Pregnancy after loss can be stressful and emotionally draining. If you forget something, try to let it go. Forgive yourself and move on. You may even be able to laugh at yourself in the near future. Having a sense of humor is a necessity throughout parenthood.

What is Grief Brain?

After a loss, you might struggle with forgetfulness or misplacing items. Grief brain often feels like operating with a general fuzziness or cloudiness[3]“Before and After Loss: A Neurologist’s Perspective on Loss, Grief and the Brain,” Lisa M. Shulman, MD, Johns Hopkins University Press, December 12, 2018, … Continue reading. It’s normal to experience these symptoms after the death of a loved one because your brain is flooded with feelings of sadness, loneliness, and other emotions[4]“‘Grief Brain’ What’s Going On?” Tensie Holland LSW, CT, February 2018, Hospice of the Western Reserve, … Continue reading.

Grief brain has similarities to pregnancy brain, but you can, of course, experience grief brain when you’re not pregnant. However, being pregnant after loss often means you feel both pregnancy brain and grief brain. It’s also important to note — even though you’re pregnant with a new life, you can still miss and grieve the baby you lost.

How Do I Cope with Grief Brain When Pregnant After Loss?

Some of the grief brain coping skills overlap those that are recommended for pregnancy brain. Sleeping well, making notes, asking for help, and having lots of grace for yourself will help grief brain, but there are a few other things you can try to manage your grief while growing a new life.

Set Reasonable Expectations

If you can’t do everything you did before your loss, that’s OK. You may need to suspend some tasks for a while and build back up to re-implementing them into your routine.
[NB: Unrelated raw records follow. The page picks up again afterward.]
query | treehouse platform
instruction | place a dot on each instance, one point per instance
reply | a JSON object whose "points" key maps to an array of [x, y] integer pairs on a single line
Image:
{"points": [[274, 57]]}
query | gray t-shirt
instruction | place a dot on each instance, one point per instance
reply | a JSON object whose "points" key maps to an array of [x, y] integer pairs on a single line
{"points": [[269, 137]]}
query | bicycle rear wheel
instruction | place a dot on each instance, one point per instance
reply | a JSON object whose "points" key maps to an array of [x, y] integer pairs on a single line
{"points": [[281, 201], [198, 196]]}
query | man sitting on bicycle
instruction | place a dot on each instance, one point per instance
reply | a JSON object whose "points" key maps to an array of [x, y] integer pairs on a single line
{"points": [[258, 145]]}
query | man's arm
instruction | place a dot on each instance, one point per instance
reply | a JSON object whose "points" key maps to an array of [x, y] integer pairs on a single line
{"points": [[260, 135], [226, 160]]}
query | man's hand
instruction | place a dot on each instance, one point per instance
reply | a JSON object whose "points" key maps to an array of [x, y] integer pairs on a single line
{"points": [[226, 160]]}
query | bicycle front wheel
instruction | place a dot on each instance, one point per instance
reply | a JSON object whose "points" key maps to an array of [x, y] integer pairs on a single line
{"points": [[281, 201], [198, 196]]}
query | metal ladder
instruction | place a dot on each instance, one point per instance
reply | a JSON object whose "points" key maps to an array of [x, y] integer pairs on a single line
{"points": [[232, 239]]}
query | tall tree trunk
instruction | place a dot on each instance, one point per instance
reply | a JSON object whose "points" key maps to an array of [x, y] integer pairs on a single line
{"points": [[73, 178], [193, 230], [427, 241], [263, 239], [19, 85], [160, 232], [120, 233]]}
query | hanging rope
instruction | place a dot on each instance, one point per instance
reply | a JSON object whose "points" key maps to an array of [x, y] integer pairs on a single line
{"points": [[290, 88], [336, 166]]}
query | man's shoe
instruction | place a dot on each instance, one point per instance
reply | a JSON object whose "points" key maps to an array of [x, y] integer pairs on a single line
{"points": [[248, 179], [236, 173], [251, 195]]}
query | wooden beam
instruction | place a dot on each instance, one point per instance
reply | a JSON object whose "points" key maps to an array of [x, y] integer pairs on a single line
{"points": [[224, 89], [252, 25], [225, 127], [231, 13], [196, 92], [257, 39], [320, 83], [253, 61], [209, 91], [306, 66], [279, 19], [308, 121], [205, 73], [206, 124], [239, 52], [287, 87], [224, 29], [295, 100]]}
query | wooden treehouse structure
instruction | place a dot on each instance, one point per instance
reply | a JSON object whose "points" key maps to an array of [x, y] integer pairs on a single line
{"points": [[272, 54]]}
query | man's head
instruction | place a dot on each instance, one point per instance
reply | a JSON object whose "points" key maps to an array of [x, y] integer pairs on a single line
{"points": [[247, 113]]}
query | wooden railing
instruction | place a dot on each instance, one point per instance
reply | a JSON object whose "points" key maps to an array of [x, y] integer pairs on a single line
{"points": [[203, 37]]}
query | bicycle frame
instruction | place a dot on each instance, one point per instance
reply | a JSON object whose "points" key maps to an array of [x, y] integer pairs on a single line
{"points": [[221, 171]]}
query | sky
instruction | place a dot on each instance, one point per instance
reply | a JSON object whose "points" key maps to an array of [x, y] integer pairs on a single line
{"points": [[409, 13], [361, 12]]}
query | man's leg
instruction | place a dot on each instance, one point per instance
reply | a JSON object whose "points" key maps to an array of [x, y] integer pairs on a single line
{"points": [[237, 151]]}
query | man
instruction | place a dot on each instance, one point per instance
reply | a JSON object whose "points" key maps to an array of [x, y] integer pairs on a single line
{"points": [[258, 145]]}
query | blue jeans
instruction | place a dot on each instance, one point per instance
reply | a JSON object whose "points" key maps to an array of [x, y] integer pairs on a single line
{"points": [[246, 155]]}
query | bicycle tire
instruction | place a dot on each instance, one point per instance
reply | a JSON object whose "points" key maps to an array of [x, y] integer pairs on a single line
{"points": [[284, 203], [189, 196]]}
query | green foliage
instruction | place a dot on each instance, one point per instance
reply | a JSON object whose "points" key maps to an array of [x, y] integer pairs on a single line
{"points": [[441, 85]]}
Recite Positive Affirmations

Remind yourself that this is a different pregnancy with a different outcome. Find affirmations that resonate with you and speak them aloud as often as you need to.


Write down your feelings, either by hand on paper or electronically on a computer or phone. Journaling can be a powerful form of processing and can help release feelings.

Recognize Progress

When you do complete a task that you weren’t sure was possible, acknowledge that. Perhaps you took a walk around the block even when you didn’t feel like leaving the house. Maybe you unloaded the dishwasher or prepared a meal. Celebrate your wins!

One final note about these mental shifts: If you’re struggling with pregnancy brain, grief brain, or both, and the strategies mentioned here don’t work, reach out to a mental health professional. Depression, anxiety, and post-traumatic stress disorder are common following loss, even if you’re having a healthy subsequent pregnancy[5]“Grieving Through Pregnancy? What You Should Know,” Staff, Good Therapy, Talking with a therapist can help you navigate the complicated journey of pregnancy after loss.